Second breakfasts are all about choices. Yes, 7-11 is right around the corner and, yes, they have two-pack cherry Pop-Tarts and those sinful General Mills “frosting milk and cereal” bars. And sure, a new French bakery also opened up just steps away and what better to help melt away a.m. agony than with a buttery croissant?

There are desperate days that will warrant both alternatives. Morphing from a night owl to a morning person is easy, said no one in the history of forever.

With slightly more effort (than it would take to walk to 7-11) and a little bit of planning though, there can be more to look forward to in the morning than just a bowl of grains.

Lemon Poppy Seed Muffins

Makes 12-14 muffins. Adapted from Shutterbean.

1 c plus 2 tbsp sugar
Zest of 2 large lemons (if you don’t have a pro grater, use a peeler and finely chop up the flakes)
Juice of 1 lemon
2 eggs
1 c sour cream or plain yogurt
1 c whole milk
1 tsp vanilla extract
3 c all-purpose flour
1/2 tsp baking soda
1 tbsp baking powder
1/2 tsp kosher salt
3/4 cup unsalted butter, cut into 1 inch cubes
3 tbsp poppy seeds (a ridiculous investment perhaps, but there will be future uses, promise)

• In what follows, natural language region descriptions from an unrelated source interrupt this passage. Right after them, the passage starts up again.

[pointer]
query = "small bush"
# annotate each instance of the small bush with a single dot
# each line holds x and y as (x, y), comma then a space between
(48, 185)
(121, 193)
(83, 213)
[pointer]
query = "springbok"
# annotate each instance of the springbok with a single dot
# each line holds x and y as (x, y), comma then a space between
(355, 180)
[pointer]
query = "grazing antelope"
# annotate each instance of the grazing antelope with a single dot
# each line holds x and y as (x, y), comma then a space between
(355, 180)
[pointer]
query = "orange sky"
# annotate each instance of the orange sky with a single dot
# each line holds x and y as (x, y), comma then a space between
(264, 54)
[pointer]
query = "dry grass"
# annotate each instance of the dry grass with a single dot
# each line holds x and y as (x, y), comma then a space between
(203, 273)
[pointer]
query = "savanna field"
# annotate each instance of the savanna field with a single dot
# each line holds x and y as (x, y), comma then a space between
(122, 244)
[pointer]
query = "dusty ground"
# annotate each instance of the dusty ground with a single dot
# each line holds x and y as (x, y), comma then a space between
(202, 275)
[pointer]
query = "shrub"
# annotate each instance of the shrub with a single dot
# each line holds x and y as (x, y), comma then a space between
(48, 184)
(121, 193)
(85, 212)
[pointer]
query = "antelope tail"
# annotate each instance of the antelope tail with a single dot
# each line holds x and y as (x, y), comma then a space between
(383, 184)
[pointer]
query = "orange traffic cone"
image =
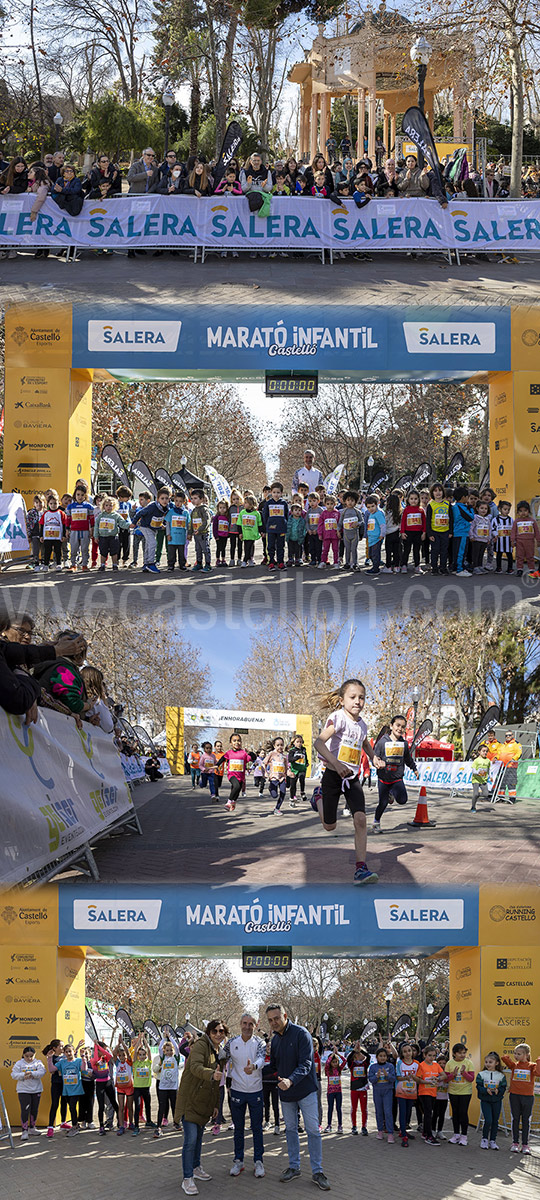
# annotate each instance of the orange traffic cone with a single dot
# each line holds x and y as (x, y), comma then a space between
(421, 820)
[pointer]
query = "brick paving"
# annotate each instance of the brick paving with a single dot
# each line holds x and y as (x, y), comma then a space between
(89, 1167)
(204, 841)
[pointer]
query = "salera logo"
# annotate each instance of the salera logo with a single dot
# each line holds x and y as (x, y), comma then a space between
(138, 336)
(423, 913)
(112, 913)
(449, 336)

Preheat the oven to 375º (with the rack at mid-level) and grease the cups of your muffin tin. No paper cup linings required (unless you find/have adorable ones that beg to be used.)

You’ll need 3 Goldilocks bowls (S, M, L.) In the small bowl, mix together the sugar and lemon zest (this will look beautiful). In the medium-sized bowl, combine the lemon juice, eggs, yogurt/sour cream, milk and vanilla until well incorporated. In the largest bowl, mix the flour, baking soda and baking powder, then mix in the salt and lemon/sugar beauties with a wooden spoon.

Next, add the butter cubes and “cut”them into the dry mixture until the butter pieces are the size of peas. There are fancy pastry cutter gizmos available out there, or you could continuously run two knives through the bowl in opposite directions (and get a couple steps closer to Michelle Obama arms) instead. Once the butter is sized appropriately, mix in the poppy seeds.

Spread all the dry ingredients up around the sides of the bowl, creating a well in the center, then pour in the wet ingredients. Gently fold everything together without over-mixing.

Using the all-time favorite ice cream scoop, fill each muffin cup until the batter peeks slightly over the top of the pan. Bake for 24-30 minutes or until a perfect shade of light golden brown.

As difficult as it will be, let the muffins cool for about 10 minutes in the pan before popping them out and shoving three in your mouth.

To store for more than a day, arrange any excess muffins in an air-tight container with paper towels lining the bottom, and each layer between stacked muffins.